How to caulk or the art of caulking

As winter approaches, check inside your house for cracks. Search for drafts by placing alighted candle near shut doors, window frames, and corner and wall joints. If it flickers, there’s a crack. Look for these cracks on the outside of your house. In addition, examine areas where the siding and steps meet the foundation. Areas outlined in black may need caulking any cracks on the exterior with a flexible caulking compound. Work while the temperature is above 50 F.

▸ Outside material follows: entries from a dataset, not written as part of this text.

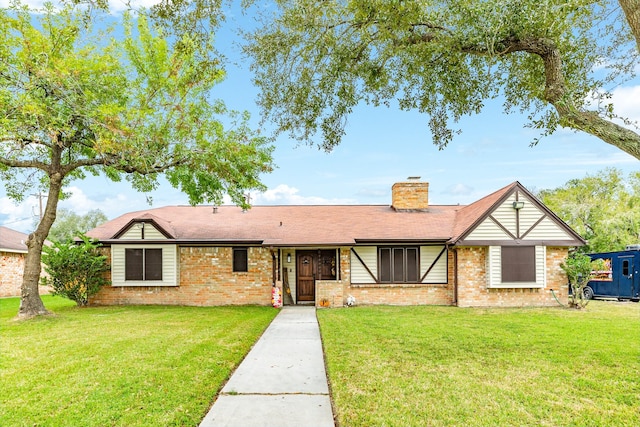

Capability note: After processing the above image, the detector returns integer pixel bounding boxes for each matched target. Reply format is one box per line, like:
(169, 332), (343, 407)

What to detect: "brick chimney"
(391, 176), (429, 211)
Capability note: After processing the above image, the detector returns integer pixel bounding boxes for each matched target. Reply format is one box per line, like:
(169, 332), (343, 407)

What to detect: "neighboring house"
(87, 179), (585, 307)
(0, 226), (28, 297)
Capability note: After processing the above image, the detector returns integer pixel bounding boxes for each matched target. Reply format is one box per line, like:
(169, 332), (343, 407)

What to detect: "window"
(233, 248), (249, 272)
(622, 259), (629, 276)
(502, 246), (536, 283)
(124, 248), (162, 280)
(378, 247), (420, 283)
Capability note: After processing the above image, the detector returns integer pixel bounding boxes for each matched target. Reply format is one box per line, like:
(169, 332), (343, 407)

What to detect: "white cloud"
(442, 184), (473, 196)
(0, 0), (160, 14)
(611, 85), (640, 121)
(251, 184), (353, 205)
(0, 196), (38, 233)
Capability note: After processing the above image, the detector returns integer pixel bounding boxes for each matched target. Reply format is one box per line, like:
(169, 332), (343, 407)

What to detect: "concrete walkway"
(200, 306), (335, 427)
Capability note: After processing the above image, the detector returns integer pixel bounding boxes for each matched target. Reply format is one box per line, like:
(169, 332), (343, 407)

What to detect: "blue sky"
(0, 0), (640, 232)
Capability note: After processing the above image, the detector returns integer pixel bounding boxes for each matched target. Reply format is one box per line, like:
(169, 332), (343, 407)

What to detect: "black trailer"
(584, 245), (640, 301)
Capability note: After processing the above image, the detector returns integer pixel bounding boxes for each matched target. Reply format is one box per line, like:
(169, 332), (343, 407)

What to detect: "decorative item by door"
(296, 249), (336, 302)
(296, 251), (316, 302)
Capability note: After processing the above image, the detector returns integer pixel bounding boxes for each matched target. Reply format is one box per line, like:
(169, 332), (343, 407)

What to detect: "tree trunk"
(18, 174), (62, 319)
(618, 0), (640, 52)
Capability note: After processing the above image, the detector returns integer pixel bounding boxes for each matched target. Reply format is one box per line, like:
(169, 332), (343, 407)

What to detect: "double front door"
(296, 249), (337, 302)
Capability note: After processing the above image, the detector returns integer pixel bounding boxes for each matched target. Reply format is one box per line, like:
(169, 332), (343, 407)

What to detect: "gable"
(458, 188), (582, 246)
(116, 221), (168, 240)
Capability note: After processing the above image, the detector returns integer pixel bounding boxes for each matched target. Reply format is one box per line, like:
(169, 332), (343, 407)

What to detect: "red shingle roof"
(87, 182), (581, 246)
(87, 205), (460, 246)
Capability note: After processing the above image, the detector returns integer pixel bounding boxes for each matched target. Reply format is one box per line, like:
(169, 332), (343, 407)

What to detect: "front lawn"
(0, 296), (277, 427)
(318, 301), (640, 427)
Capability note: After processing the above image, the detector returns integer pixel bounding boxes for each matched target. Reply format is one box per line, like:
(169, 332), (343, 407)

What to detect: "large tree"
(246, 0), (640, 159)
(0, 1), (272, 317)
(539, 168), (640, 253)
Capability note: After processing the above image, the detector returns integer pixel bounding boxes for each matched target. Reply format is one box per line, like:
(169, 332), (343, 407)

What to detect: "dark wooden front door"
(296, 251), (316, 302)
(296, 249), (336, 302)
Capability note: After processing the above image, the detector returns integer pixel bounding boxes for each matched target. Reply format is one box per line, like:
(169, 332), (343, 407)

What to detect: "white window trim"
(487, 246), (547, 289)
(111, 245), (178, 287)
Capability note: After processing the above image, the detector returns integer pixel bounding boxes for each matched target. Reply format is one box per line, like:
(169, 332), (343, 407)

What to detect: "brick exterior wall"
(0, 252), (26, 297)
(91, 242), (568, 307)
(0, 251), (52, 298)
(91, 247), (273, 306)
(391, 181), (429, 210)
(457, 247), (569, 307)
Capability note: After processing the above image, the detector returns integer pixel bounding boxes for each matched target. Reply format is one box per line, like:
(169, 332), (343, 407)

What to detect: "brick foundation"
(91, 247), (272, 306)
(457, 247), (568, 307)
(91, 247), (568, 307)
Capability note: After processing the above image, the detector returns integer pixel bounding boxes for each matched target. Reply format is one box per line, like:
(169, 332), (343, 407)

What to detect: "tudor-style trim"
(518, 214), (547, 239)
(109, 218), (175, 240)
(449, 181), (586, 246)
(420, 245), (447, 283)
(455, 239), (584, 247)
(100, 239), (262, 247)
(488, 216), (520, 240)
(351, 248), (380, 284)
(355, 237), (449, 246)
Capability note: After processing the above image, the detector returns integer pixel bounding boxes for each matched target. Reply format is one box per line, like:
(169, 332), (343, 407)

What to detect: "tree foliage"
(49, 209), (109, 242)
(0, 2), (272, 317)
(246, 0), (640, 159)
(560, 253), (604, 308)
(42, 235), (109, 306)
(539, 168), (640, 253)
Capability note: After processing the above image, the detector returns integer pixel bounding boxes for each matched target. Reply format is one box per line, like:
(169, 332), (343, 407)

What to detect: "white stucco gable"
(465, 192), (575, 242)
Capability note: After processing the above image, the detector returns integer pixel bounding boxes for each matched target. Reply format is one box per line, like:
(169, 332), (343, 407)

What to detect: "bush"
(42, 235), (109, 306)
(560, 253), (603, 308)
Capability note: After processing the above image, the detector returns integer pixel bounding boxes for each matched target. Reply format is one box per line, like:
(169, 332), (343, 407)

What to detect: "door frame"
(295, 248), (338, 304)
(296, 249), (318, 304)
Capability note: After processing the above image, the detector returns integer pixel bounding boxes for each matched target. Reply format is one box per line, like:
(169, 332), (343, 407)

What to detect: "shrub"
(560, 253), (603, 308)
(42, 235), (109, 306)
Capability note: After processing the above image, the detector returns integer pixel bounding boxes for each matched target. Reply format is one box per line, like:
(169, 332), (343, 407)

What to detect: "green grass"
(318, 301), (640, 427)
(0, 296), (277, 427)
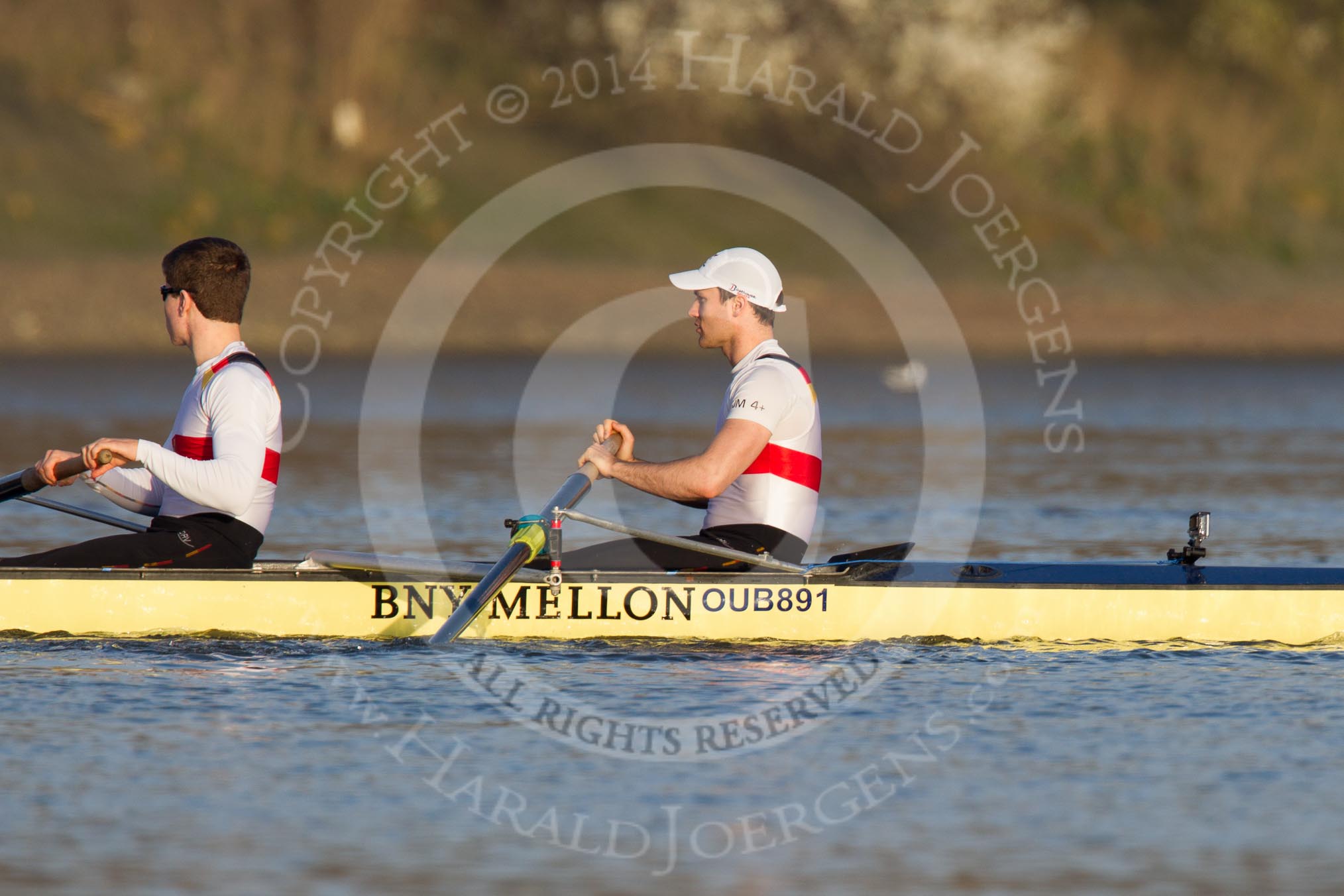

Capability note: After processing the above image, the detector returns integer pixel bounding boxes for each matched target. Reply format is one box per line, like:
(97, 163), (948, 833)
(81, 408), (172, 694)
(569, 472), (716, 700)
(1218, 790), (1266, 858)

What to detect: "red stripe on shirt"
(172, 435), (215, 461)
(742, 445), (821, 492)
(172, 435), (280, 485)
(260, 449), (280, 485)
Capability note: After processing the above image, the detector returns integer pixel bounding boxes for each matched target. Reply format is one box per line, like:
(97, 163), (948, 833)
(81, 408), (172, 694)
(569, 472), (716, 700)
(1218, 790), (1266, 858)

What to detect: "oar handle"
(429, 433), (621, 646)
(579, 433), (621, 482)
(23, 449), (111, 492)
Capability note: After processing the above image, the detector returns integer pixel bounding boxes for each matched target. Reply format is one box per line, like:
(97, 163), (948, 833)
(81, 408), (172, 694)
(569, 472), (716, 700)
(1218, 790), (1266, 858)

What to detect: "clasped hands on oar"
(32, 439), (140, 485)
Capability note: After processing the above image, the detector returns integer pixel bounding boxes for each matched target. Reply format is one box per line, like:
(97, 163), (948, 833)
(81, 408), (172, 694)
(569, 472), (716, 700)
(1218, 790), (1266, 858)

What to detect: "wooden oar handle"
(579, 433), (621, 482)
(23, 449), (111, 492)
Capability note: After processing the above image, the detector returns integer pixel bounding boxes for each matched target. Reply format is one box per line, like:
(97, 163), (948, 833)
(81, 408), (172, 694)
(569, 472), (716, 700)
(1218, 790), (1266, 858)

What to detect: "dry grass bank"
(0, 254), (1344, 357)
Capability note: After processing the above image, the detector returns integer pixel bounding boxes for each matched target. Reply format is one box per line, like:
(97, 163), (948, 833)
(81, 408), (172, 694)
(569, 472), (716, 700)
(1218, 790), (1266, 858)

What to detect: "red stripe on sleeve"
(260, 449), (280, 485)
(742, 445), (821, 492)
(172, 435), (215, 461)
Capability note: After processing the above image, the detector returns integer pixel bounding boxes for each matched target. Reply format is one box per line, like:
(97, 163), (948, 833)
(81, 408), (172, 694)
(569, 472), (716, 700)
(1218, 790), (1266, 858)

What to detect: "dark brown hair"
(162, 237), (251, 324)
(715, 286), (783, 327)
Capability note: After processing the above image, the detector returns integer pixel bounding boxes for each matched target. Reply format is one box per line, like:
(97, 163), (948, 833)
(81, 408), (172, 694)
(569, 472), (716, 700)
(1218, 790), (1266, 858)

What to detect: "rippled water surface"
(0, 359), (1344, 893)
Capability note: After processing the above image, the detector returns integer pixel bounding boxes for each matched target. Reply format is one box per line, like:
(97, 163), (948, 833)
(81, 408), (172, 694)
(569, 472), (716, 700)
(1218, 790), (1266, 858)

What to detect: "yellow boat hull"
(0, 563), (1344, 645)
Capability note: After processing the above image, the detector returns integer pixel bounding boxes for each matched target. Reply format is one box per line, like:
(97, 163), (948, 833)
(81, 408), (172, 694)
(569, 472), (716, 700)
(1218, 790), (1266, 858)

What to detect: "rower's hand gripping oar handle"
(21, 449), (111, 492)
(429, 434), (621, 646)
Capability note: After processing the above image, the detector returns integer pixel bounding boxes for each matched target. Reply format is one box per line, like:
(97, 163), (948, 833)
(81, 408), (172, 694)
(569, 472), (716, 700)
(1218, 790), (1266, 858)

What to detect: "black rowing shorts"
(0, 513), (262, 569)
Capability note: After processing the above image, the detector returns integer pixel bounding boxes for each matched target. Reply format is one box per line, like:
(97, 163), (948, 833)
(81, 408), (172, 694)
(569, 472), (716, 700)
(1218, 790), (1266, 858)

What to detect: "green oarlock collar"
(510, 513), (545, 563)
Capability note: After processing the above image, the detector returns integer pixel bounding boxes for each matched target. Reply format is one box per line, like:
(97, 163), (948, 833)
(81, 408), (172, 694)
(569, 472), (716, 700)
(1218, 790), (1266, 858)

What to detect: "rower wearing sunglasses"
(0, 237), (282, 568)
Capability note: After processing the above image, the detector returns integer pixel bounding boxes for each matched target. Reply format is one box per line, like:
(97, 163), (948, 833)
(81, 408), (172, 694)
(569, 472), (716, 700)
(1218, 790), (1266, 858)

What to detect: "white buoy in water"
(881, 360), (928, 392)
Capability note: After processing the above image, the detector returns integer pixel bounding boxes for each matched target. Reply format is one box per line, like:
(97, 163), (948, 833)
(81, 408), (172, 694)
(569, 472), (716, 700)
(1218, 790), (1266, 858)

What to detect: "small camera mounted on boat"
(1166, 510), (1208, 565)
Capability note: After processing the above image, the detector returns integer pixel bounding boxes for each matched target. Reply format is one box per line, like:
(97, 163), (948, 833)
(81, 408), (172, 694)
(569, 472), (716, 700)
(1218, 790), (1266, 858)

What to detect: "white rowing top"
(704, 339), (821, 541)
(86, 341), (284, 533)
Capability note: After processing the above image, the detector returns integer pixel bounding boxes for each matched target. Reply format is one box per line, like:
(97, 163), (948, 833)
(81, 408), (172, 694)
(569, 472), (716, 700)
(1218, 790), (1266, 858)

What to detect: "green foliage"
(0, 0), (1344, 263)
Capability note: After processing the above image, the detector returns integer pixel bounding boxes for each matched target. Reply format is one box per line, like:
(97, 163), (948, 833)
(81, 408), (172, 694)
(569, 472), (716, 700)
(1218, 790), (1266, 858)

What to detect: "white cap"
(668, 246), (785, 311)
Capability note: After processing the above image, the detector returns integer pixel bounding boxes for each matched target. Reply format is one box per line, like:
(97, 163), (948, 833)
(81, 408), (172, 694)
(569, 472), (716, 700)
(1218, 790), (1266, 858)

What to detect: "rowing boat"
(0, 552), (1344, 645)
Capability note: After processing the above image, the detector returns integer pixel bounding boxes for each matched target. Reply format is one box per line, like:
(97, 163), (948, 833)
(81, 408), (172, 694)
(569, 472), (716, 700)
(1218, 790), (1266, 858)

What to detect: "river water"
(0, 357), (1344, 893)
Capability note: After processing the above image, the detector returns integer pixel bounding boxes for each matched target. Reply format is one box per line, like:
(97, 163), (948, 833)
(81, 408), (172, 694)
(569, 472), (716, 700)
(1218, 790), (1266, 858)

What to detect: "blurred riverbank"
(0, 252), (1344, 357)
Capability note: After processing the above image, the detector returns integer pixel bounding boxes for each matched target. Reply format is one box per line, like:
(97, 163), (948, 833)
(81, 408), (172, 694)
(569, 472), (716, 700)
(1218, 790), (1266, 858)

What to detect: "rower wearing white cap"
(565, 247), (821, 569)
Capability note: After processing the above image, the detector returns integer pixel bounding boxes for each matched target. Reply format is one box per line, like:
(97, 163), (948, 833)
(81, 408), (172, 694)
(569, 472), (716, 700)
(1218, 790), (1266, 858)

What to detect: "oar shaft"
(17, 494), (149, 532)
(0, 449), (111, 501)
(429, 435), (621, 645)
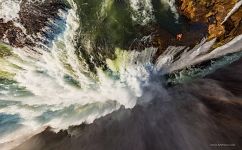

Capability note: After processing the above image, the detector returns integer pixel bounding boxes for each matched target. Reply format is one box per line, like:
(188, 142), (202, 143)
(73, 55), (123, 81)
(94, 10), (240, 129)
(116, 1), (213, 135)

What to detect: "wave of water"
(0, 0), (242, 149)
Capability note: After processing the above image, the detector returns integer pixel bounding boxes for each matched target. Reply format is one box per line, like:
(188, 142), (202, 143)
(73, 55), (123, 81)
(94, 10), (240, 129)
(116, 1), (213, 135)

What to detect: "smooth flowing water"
(0, 0), (242, 149)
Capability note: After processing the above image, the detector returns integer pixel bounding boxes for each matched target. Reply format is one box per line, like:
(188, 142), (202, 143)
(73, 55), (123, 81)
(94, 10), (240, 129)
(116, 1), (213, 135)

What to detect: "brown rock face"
(180, 0), (242, 41)
(0, 19), (34, 47)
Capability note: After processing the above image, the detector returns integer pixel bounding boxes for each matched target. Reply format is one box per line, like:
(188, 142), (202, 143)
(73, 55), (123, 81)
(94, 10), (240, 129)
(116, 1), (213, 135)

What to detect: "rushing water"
(0, 0), (242, 149)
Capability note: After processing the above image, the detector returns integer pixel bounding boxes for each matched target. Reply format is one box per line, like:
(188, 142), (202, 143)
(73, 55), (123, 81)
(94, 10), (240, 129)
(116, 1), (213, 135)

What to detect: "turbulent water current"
(0, 0), (242, 149)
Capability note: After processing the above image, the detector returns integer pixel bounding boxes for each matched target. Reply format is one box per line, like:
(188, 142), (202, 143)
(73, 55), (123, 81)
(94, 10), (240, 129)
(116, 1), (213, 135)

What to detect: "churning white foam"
(0, 0), (155, 147)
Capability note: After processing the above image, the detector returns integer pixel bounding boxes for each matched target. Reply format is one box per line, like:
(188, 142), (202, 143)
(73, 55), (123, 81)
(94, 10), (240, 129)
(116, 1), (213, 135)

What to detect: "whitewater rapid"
(0, 0), (242, 149)
(0, 1), (156, 145)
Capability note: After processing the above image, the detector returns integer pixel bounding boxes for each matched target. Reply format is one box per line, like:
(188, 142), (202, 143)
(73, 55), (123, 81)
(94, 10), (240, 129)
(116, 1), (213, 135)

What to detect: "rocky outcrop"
(19, 0), (68, 34)
(0, 19), (34, 47)
(179, 0), (242, 42)
(0, 0), (69, 47)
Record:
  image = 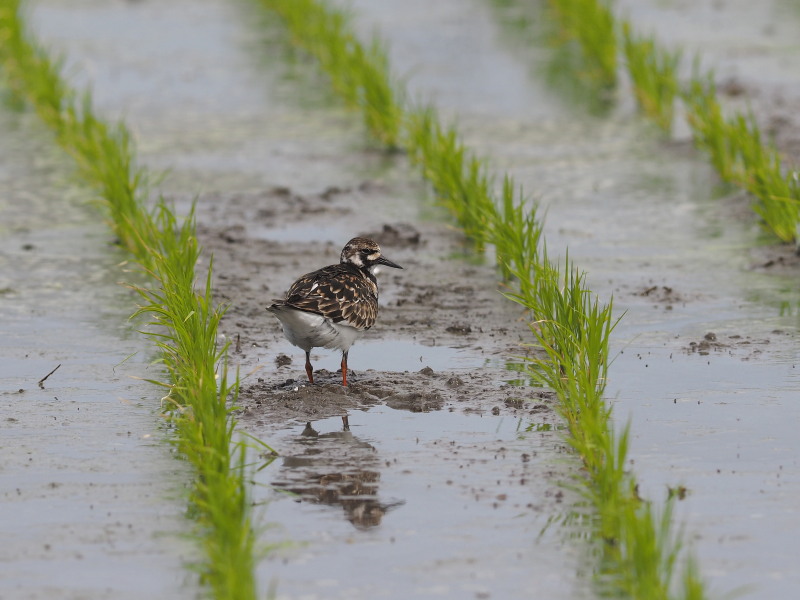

Most caulking needs renewing every 5 years or so. Sizable cracks in wood siding, concrete, roofing, and masonry surfaces may require a permanent repair job. Caulking compounds The most durable have a base of latex, Butyl rubber, polyvinyl acetate, or silicone. Some are better than others on particular surfaces and some require priming. Read the label. Caulking compounds come in bulk cans, in cartridges for use with a gun, in squeeze tubes, and in rope like strips, good for temporary seals around storm windows or air conditioners.

Preparation for caulking
Scrape away dirt, grease, and old compound with a putty knife; finish with a wire brush. To ensure adhesion, clean the crack with a solvent such as mineral spirits. Fill cracks wider than 1/2 inch with oakum before caulking. When dealing with a lacquered aluminum surface, first remove the lacquer with xylol, then wire-brush the surface, and finally apply a quality metal primer with a rust-inhibiting agent.

Applying caulk
For an average-size job, use a cartridge inserted in a caulking gun. Cut the end of the nozzle diagonally at a width that is equal to that of the crack. To apply evenly, pull the trigger while moving the gun down the crack at a 45-degree angle. For smaller jobs use compound in squeeze tubes. To caulk around an air conditioner or a window, push in rope-type caulking with your fingers.